Always good at procrastinating, I finished my couple of remaining APA CEUs the last day of the year. The first class was a law class, which dealt with the highlights of the year in planning law. A billboard company that sued a municipality for restricting the construction of a billboard along an interstate highway. They won, partly– but failed to get the court to throw out the county’s entire ordinance (these people!). Elsewhere, a landlord suing the city of Seattle for prohibiting landlords from inquiring about the criminal history of applicants for rental housing. (The Federalist Society, ever saying the quiet part out loud, lamented the decision, saying that “the right to exclude is indeed central to the nation’s legal history and tradition, and therefore fundamental”).
I don’t know that they did the greatest job of explaining the cases, because the answer to every question in law basically seems like “it depends.” Planning law, in particular, is concerned principally with a few basic constitutional concepts. The First Amendment guarantees people the right to free speech (within reason); landmark cases often have involved the question of municipalities having the ability (“police power”) to regulate certain uses within their boundaries for things like billboards, signage, or other displays. The Fifth Amendment’s takings clause deals with the State’s ability to regulate the use of property– not for zoning, per se, but for any use. The simplification is that the state has
The most famous origin story for zoning begins in one such Supreme Court case, Euclid v. Ambler in 1926. The Court held that municipalities have the right to maintain and enforce zoning regulations, and Ambler unsuccessfully argued that it had been deprived of due process under the Fourteenth Amendment. (See also the Fifth Amendment).
There was even a case from Detroit. A marijuana dispensary sued the city for refusing to grant it a permit for a retail establishment. They lost because the city is granted fairly broad latitude to reasonably regulate specific land uses (both from precedents like Euclid but also from the Constitution in general). But it’s frustrating to see the city of Detroit so aggressively restrict licensing for dispensaries, because it just means that, as for grocery shopping, people go outside the city limits to buy weed. Who loses? The city of Detroit, of course. But the city of Detroit is populated by a lot of competing fiefdoms of extremely conservative people, in many cases, who don’t seem to want anything to change, even if it would be good. We’ve had similar debates in Southwest with our new board for the Hubbard Farms Neighborhood Association (I can’t create an elegant acronym for the development mantra that “No Progress Unless It’s The Progress I Explicitly Approve Of”).

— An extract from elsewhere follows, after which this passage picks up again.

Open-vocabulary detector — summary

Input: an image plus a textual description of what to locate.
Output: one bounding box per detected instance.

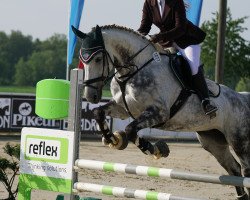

Another session I did was on ethics. It wasn’t quite as interesting, but it did deal with some interesting questions about the planner’s equivalent of the Hippocratic Oath. Planners are able to submit complaints about unethical behavior of other planners. A disproportionate amount of The Discourse has previously focused on things like conflicts of interest. But I think it should focus more on planners making fundamentally unethical decisions, like the decisions to expand the numbers of lane miles. (Realistically, this is done by road engineers, who are not planners, and who abhor planners). Or the decisions to rubber-stamp stupid suburban development. I talked about this a lot at Planning Michigan. I will be talking about this at some point this year, as it’s something I think the planning profession really needs to explore.
Anyway, one of my key New Year’s resolutions is to never go for as long as I just did without writing a bunch. Or, more specifically, without posting. Like I said– more coming. And until then, stay on top of your CEUs, folks!